'One of the Scariest Things' — Olympic Diver Tom Daley on Coming Out

Sunday November 22, 2020

Tom Daley
Tom Daley  (Source:Instagram / @tomdaley)

When Stylist Andrew Gelwicks was preparing his new book "The Queer Advantage: Conversations with LGBTQ+ Leaders on the Power of Identity," he knew he wanted to speak with Olympic medalist, diver Tom Daley. "We need more queer actors, actresses, musicians, and artists pushing their way to the forefront of popular culture and into the public eye," Gelwicks says in an extract from his book published in the UK edition of Glamour Magazine. "That is why I love seeing athletes such as Tom Daley claiming their rightful space and receiving the praise and attention they deserve."

Gelwicks' book looks at the lives of queer people, whom he calls "relative outsiders," whose successful lives could be seen as role models. It was something he didn't have while growing up in a Ohio suburb and wrote the book — which includes conversations with Troye Sivan, Dan Levy, Billie Jean King and Daley (amongst others) about their queer life experience.

Daley came out in 2013 at the age of 19 in a YouTube video in order to end speculation about his private life. But he says to Gelwicks in Glamour, "It was one of the scariest things to have to do. I was so terrified to press send on that YouTube video. I wanted to get people off my back, continuously asking questions about my love life."

"Tom married Dustin Lance Black, 45, in 2017 after two years of dating, and they are parents to son Robbie, two, born via a surrogate," reports the Daily Mail.

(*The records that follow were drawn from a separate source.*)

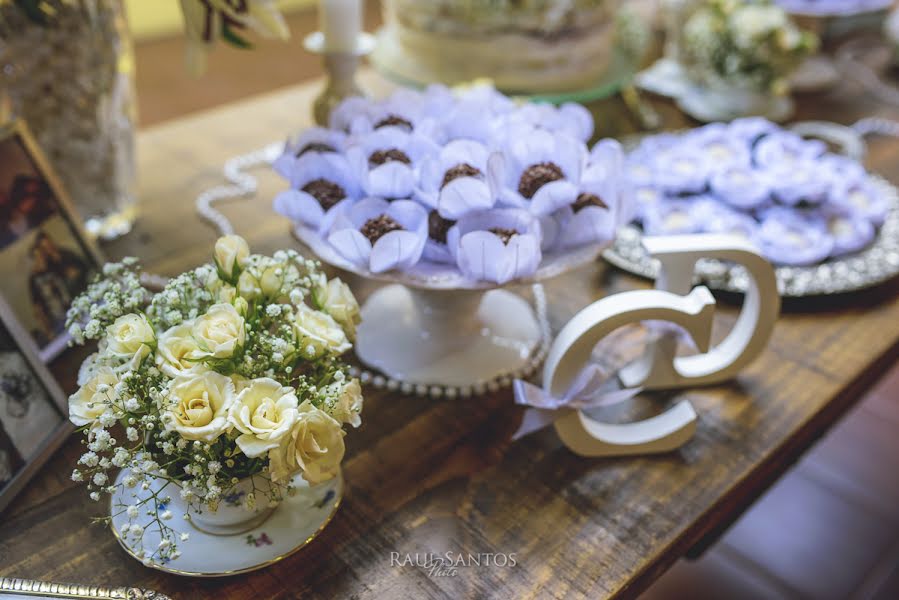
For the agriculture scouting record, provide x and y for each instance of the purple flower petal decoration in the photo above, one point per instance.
(399, 230)
(732, 222)
(682, 172)
(783, 149)
(320, 182)
(673, 217)
(850, 234)
(749, 129)
(800, 183)
(741, 187)
(498, 245)
(787, 237)
(534, 159)
(455, 181)
(862, 200)
(750, 177)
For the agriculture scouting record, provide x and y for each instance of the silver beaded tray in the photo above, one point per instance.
(872, 266)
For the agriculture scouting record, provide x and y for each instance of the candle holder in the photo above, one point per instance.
(340, 67)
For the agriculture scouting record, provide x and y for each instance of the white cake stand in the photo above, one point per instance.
(433, 332)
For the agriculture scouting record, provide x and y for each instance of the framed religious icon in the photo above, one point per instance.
(46, 258)
(33, 419)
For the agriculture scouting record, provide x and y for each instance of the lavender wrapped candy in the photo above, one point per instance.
(682, 171)
(499, 245)
(604, 201)
(740, 187)
(732, 222)
(455, 181)
(787, 237)
(646, 200)
(384, 161)
(850, 233)
(750, 129)
(381, 236)
(676, 216)
(315, 140)
(799, 183)
(719, 149)
(539, 171)
(861, 199)
(783, 150)
(322, 186)
(569, 119)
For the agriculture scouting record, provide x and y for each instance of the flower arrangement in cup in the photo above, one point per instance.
(466, 183)
(230, 374)
(748, 45)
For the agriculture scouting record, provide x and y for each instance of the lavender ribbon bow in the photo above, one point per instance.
(588, 390)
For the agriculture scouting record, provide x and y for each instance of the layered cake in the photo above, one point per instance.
(523, 46)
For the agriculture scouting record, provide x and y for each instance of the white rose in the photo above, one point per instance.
(220, 332)
(264, 412)
(248, 287)
(197, 406)
(345, 402)
(93, 398)
(314, 446)
(231, 251)
(130, 336)
(226, 294)
(178, 352)
(320, 331)
(336, 299)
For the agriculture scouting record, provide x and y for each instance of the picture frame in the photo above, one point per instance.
(46, 256)
(33, 409)
(28, 589)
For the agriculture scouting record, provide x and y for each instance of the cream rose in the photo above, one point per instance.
(345, 402)
(197, 406)
(314, 446)
(264, 412)
(320, 331)
(178, 352)
(231, 251)
(130, 337)
(336, 299)
(93, 398)
(220, 332)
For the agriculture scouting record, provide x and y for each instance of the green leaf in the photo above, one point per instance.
(230, 36)
(32, 10)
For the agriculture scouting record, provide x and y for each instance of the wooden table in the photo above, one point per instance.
(436, 476)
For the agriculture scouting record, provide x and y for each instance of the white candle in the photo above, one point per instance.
(341, 22)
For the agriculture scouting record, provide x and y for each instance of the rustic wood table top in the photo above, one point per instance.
(435, 476)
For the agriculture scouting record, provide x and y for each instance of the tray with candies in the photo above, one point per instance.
(820, 217)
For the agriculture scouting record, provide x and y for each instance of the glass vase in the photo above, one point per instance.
(68, 70)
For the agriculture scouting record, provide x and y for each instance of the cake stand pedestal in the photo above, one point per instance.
(447, 337)
(432, 331)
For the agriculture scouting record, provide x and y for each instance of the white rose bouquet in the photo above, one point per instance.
(232, 372)
(751, 44)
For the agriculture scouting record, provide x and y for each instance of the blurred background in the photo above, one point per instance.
(231, 74)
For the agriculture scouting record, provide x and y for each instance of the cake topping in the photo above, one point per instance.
(326, 192)
(585, 199)
(438, 227)
(315, 147)
(460, 170)
(503, 234)
(380, 157)
(536, 176)
(377, 227)
(394, 121)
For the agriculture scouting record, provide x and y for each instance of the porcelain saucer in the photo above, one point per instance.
(292, 525)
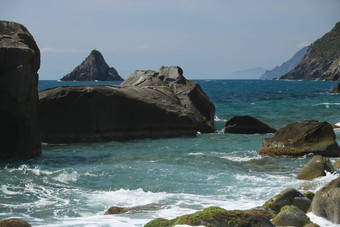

Daley's coming out was big news and made the diver one of the highest profile sports figures to be open about his sexuality. He didn't, though, feel that he was treated any differently by his colleagues or by the sport. "In diving, I am judged for how I do my dives. Not who I love. When fans of sports that are less accepting of LGBTQ+ people can see them as human beings playing the sport they love, I think we will see a lot more sports people come out."

Asked if he thought that being queer has positively impacted his career, Daley said: "Growing up as a queer person is very challenging. You are always told that you are different and you are less than. That automatically puts you on the back foot and you have to work even harder to prove yourself. Those challenges and obstacles are what have shaped me as an athlete and learning not to care about other people's opinions and what nasty things other people can say. The best thing to do is concentrate on you and loving who you are."